A minha crónica quinzenal no Jornal Torrejano.
A humilhação a que o governo grego foi submetido pelos membros do
Eurogrupo, com a Alemanha à cabeça, traz consigo duas lições fundamentais.
Comecemos pelo lado do Syriza. Toda a gente que acompanha a vida política e a
vida económica sabia duas coisas. Em primeiro lugar, que o Syriza tinha um
programa social-democrata e que, apesar da origem política dos seus dirigentes
e militantes, não havia nele vestígios de radicalismo revolucionário. Em segundo
lugar, desde os alemães, passando pelo FMI e pela instituições europeias, todos
sabiam que o Syriza tinha razão relativamente ao problema da dívida.

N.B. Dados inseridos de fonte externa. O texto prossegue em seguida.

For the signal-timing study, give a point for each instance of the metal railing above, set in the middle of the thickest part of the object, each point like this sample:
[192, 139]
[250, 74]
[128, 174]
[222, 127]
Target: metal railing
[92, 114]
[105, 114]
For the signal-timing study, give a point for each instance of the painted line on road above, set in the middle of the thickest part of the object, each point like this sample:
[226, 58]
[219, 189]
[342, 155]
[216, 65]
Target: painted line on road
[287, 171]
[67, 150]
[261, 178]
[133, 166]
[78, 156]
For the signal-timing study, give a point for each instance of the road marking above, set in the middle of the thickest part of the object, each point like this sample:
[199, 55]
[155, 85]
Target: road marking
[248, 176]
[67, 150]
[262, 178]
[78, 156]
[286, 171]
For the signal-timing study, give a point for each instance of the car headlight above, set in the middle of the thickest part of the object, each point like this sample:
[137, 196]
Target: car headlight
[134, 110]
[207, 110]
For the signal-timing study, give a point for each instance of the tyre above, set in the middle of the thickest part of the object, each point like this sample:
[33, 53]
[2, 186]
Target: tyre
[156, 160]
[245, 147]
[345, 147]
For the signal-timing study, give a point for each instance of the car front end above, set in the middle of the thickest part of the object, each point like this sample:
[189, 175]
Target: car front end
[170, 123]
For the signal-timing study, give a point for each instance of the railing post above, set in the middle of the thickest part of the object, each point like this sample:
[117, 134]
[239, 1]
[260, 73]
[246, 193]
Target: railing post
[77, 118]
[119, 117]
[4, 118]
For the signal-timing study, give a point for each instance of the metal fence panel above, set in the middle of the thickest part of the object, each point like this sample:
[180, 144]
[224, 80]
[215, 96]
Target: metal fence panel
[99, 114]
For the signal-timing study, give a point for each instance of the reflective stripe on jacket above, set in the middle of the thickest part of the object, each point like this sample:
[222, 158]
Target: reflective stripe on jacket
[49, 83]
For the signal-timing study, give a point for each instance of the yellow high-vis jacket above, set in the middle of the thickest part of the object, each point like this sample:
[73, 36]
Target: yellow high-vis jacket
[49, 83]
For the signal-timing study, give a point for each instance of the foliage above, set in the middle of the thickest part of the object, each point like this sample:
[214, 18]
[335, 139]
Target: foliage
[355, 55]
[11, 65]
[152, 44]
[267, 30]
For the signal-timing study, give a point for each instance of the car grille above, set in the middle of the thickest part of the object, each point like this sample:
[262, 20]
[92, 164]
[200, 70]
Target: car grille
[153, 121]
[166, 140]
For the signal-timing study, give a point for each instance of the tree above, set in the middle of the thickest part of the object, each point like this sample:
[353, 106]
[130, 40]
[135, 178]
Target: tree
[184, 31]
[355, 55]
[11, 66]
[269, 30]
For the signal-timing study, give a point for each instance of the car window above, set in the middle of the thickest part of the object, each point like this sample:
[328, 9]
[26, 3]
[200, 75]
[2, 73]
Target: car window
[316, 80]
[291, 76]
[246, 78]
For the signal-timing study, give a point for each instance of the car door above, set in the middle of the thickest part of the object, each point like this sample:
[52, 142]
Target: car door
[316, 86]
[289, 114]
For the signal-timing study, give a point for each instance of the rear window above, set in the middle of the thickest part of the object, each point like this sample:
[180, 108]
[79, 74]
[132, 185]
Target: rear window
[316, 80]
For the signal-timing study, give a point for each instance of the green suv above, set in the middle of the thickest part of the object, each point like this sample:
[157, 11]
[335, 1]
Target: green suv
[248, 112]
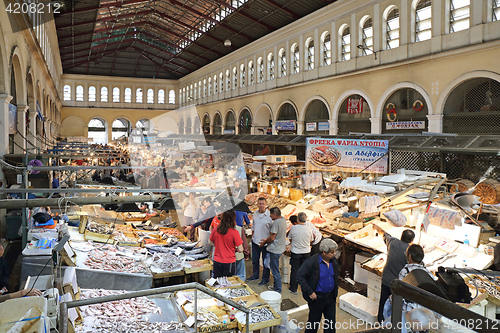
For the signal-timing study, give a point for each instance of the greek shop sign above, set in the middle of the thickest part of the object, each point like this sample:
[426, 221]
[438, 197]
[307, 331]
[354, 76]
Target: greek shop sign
[405, 125]
[348, 154]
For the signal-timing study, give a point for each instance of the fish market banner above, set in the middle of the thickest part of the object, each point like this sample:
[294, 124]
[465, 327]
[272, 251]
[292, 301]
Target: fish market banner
[405, 125]
[286, 125]
[348, 154]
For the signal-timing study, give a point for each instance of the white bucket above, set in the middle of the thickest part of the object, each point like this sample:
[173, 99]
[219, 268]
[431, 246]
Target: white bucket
[272, 298]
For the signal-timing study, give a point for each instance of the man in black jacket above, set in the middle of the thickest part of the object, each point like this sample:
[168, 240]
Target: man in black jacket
[318, 278]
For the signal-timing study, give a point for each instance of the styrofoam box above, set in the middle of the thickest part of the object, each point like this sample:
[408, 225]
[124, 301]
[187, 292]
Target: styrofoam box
[362, 256]
[360, 274]
[359, 306]
[373, 294]
[14, 309]
[374, 281]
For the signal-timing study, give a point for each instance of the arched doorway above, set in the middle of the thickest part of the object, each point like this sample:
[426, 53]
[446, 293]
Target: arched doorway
[188, 125]
[354, 115]
[245, 122]
[316, 118]
[206, 124]
[142, 130]
[217, 123]
[473, 107]
[97, 132]
[180, 126]
[405, 112]
[263, 120]
[286, 122]
[230, 126]
[196, 125]
[120, 130]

Varoufakis
contou, depois da sua demissão, que, nas reuniões, lhe chegaram a olhar nos
olhos e dizer: tem razão no que está a
dizer, mas vamos esmagar-vos na mesma.
A principal crítica a fazer ao governo grego não é a de ter capitulado. A
principal crítica centra-se em ter confundido o poder da razão com a razão do
poder. O Syriza não errou na análise económica, errou na análise política.
Pensou que, através de uma argumentação sólida, poderia convencer quem não
estava interessado em ser convencido. A única preocupação das instituições
europeias foi a de impedir uma solução do problema grego vinda de fora da
direita ou, no pior dos cenários, dos socialistas. E o Syriza deveria saber
disso desde que chegou ao poder. O Syriza confundiu política com moral e
arrastou, na sua queda, as expectativas dos gregos e as pretensões de toda a
esquerda europeia que não se revê nas posições dos socialistas.

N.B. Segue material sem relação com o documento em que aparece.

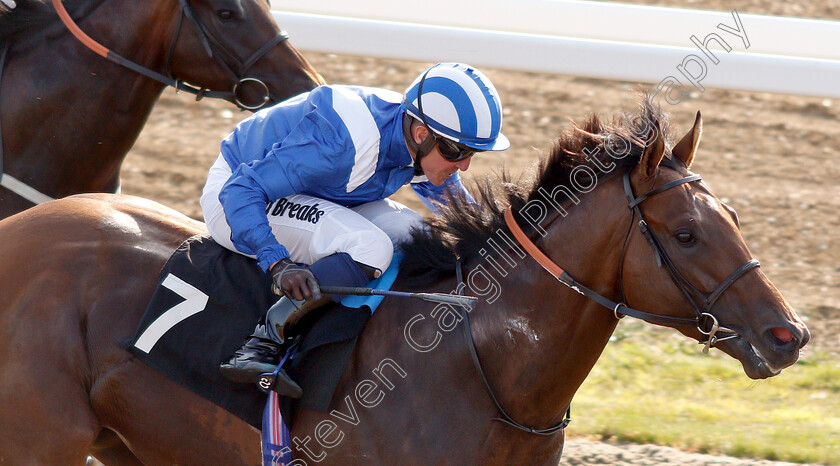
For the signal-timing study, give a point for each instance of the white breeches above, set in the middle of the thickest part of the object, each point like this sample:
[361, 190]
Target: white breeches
[311, 228]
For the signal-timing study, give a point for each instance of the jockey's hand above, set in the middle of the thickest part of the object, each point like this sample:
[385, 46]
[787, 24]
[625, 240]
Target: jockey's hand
[295, 280]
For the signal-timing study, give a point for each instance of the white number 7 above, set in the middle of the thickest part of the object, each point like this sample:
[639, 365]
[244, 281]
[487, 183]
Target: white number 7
[195, 303]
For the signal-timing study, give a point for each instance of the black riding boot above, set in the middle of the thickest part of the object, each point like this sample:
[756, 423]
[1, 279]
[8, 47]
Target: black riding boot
[262, 351]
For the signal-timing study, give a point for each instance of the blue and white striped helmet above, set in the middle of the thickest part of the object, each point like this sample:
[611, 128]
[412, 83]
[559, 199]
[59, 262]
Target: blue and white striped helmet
[460, 104]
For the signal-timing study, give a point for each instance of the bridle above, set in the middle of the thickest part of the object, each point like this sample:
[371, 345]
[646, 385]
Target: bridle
[214, 47]
[705, 322]
[703, 305]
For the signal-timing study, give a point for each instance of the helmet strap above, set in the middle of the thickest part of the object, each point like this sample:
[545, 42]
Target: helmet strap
[420, 150]
[429, 143]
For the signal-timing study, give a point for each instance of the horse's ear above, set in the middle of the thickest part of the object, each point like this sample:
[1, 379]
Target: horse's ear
[653, 154]
[687, 147]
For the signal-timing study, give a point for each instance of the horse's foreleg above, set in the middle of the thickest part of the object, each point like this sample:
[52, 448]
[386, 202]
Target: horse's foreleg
[109, 449]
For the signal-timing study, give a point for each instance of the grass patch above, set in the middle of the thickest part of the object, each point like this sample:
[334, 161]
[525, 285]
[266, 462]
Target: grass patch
[662, 390]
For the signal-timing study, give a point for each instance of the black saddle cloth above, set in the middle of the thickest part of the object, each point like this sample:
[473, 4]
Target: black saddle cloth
[188, 348]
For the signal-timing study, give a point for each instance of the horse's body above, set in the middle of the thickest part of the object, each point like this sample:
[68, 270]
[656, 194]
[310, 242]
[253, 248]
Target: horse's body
[69, 116]
[76, 275]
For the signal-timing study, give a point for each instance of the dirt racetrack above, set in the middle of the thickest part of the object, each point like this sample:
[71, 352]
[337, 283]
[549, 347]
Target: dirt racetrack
[774, 158]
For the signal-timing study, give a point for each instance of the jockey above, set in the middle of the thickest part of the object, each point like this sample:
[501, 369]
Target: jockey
[302, 187]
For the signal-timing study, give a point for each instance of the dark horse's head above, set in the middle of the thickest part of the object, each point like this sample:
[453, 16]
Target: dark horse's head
[664, 243]
[220, 45]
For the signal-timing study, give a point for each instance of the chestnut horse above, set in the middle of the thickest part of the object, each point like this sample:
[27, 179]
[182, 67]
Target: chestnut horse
[68, 116]
[77, 273]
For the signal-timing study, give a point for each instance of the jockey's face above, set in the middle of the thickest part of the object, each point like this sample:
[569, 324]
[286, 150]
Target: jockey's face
[438, 169]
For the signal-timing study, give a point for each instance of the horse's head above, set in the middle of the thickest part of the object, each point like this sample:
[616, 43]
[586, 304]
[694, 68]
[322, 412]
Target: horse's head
[236, 45]
[693, 261]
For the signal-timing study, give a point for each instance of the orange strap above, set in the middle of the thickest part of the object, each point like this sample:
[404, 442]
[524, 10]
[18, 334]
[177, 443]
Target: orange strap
[74, 29]
[530, 247]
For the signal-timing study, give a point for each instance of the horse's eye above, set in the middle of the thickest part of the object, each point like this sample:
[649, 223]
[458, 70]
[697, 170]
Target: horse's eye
[685, 237]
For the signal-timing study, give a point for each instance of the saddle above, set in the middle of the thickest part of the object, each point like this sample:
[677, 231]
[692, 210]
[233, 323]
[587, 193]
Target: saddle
[208, 300]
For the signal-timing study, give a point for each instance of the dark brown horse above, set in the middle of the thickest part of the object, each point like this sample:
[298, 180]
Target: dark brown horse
[76, 275]
[69, 116]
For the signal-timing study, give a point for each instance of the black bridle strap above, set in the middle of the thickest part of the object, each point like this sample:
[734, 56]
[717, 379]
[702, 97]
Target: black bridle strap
[685, 286]
[563, 277]
[635, 201]
[213, 44]
[505, 417]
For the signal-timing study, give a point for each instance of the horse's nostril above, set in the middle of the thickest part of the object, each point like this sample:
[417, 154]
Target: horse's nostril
[782, 334]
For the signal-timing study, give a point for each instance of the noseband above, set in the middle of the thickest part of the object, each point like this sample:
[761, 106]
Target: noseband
[214, 47]
[705, 322]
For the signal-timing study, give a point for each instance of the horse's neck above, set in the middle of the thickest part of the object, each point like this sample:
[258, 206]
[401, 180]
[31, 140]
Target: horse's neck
[541, 340]
[75, 115]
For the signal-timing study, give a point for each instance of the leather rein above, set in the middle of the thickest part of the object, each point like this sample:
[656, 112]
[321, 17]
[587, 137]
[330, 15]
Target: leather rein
[702, 306]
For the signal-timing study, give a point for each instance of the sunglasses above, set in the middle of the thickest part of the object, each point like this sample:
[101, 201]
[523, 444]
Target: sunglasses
[452, 151]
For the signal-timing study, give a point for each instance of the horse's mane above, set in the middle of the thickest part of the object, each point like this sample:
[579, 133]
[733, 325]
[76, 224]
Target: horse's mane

A segunda lição vem do lado dos vencedores, do lado do senhor Schäuble e
dos dezoito governos que o apoiaram na liquidação da Primavera grega. A política, mesmo na versão democrática, não é o
lugar nem da verdade nem da moralidade. O que está em jogo é o poder, e sempre
que a verdade e a moral fazem perigar o poder, os políticos escolhem o poder, e
fazem-no sem contemplações. Mesmo que isso implique liquidar a soberania de um
povo (foi o que aconteceu com os gregos), mesmo que isso implique opções
económicas absurdas e que, de forma reiterada, mostraram que não funcionam,
mesmo que isso implique destruir o velho projecto europeu e transformá-lo no diktat da principal potência económica,
a Alemanha.
A destruição de um governo democraticamente eleito teve como finalidade
mostrar que a democracia deixou de existir na União Europeia. Uma segunda
consequência foi tornar evidente que só a vontade e os interesses alemães
contam. O corolário, um corolário paradoxal, extrai-se facilmente: os países
europeus aceitaram perder a sua soberania, levados pela retórica do fim do
Estado-Nação, para que um Estado-Nação, a Alemanha, reforçasse a sua soberania
por cima dos despojos dos outros. A vida é o que é, e a política é o lugar onde
a vida se manifesta na sua máxima potência.